Decorum
Jonathan Hickman, words; Mike Huddleston, art
Image Comics, 2022

Above all else, Decorum is a grand world-building experience: similar to Hickman's series East of West, but even bigger. But the good news is that the reader does not have to be fully invested in the descriptions of the galactic sectors, the competing organizations (the Church of the Singularity and the Union of Frontier Worlds), or the many worlds in the story to follow the narrative. It's enough to understand the basic setup on the planet where the action takes place. For example, one of the earliest stories takes place on Daeldus, which was originally an entirely liquid world. Since terraforming it is still subject to tidal patterns, which causes its cities to constantly rearrange themselves.

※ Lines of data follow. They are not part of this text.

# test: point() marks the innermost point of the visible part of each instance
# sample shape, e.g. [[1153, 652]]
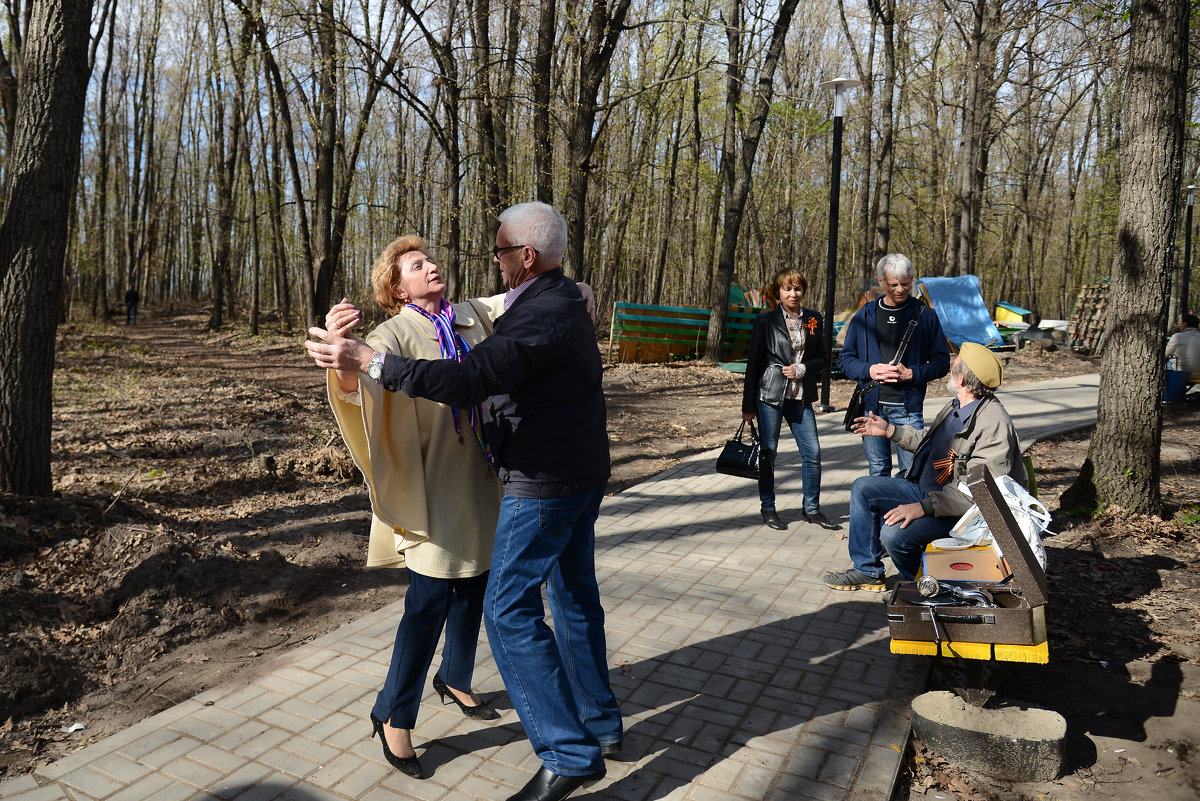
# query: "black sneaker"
[[855, 579]]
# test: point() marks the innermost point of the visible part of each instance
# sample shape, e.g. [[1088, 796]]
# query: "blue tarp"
[[960, 308]]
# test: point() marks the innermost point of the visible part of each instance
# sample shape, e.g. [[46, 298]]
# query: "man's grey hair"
[[539, 226], [895, 265], [970, 380]]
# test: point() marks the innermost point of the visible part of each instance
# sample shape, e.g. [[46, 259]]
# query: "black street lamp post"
[[839, 85], [1186, 284]]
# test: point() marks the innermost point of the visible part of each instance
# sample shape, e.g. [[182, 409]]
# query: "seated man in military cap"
[[903, 515]]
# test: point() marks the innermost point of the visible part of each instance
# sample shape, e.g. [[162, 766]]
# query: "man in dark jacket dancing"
[[874, 337], [539, 380]]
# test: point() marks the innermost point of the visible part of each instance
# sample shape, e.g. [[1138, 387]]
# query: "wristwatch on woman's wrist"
[[375, 369]]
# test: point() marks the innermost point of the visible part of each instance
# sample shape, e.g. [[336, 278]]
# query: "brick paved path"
[[739, 674]]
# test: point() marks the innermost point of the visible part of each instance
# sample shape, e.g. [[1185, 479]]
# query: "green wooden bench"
[[658, 333]]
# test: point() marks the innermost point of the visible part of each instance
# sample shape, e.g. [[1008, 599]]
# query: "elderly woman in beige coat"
[[435, 498]]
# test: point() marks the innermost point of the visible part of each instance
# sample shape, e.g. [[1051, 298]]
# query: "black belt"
[[523, 487]]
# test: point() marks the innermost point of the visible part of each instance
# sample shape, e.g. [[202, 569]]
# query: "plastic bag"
[[1031, 517]]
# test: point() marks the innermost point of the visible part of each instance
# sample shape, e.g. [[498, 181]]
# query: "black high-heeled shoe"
[[406, 765], [480, 712]]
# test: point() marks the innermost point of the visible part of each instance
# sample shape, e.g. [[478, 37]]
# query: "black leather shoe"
[[407, 765], [479, 712], [822, 521], [547, 786]]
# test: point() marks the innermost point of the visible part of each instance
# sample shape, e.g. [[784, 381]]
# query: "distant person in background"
[[786, 356], [873, 337], [131, 306], [1185, 345]]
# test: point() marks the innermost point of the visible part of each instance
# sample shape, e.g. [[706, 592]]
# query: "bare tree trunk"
[[981, 96], [865, 72], [323, 264], [1123, 459], [739, 190], [543, 61], [604, 29], [100, 296], [43, 161]]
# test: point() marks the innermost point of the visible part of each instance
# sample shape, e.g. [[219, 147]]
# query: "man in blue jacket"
[[539, 380], [874, 336]]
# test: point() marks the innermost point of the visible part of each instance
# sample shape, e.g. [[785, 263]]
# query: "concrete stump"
[[1012, 744]]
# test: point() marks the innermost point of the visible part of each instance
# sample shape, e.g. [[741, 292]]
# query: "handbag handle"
[[754, 432]]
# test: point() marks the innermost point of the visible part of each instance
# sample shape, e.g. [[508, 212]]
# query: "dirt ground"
[[207, 516]]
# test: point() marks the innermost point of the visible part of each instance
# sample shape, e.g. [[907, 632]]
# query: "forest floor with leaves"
[[207, 517]]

This is the world where Neha (who is working as a courier) meets the deadly assassin Imogen. Neha is rough and literally unwashed, but Imogen sees potential in her and sponsors her entry into the Sisterhood of Man: the elite school for assassins where she was trained. Neha is clearly a poor fit--even surviving the training looks dicey at various points--but eventually, she graduates to training assassinations accompanied by Imogen. What she lacks in killing techniques she makes up for in spunk. As this is happening, there is also a parallel narrative involving a cosmic egg and a resurrection cycle. Both the Church and the Union want to control it.

These two narrative threads come together when the Union hires the Sisterhood to either find the Egg unhatched, or bring them the dead body of the occupant if it has hatched. Imogen, Neha and the hatched creator of the God-A.I. have a different idea: they convince the Sisterhood to assault the robot world where God is located, so they can reprogram it. Things work out, in an especially surprising way for Neha, setting up the next chapter: Decorum and the Womanly Art of Empire.

It's a complicated, sprawling saga. But Mike Huddleston's stunning art absolutely sells it. The illustrations range from intimate character studies, to dynamic fight scenes, to big abstract cosmic events. Monochrome line drawings give way to shifting areas of color to lurid color sequences (this is especially true of cosmic events). All of it is absolutely beautiful, and the constant shifts in drawing and coloring techniques provide regular surprises for the reader. The collection ends with a large collection of terrific covers.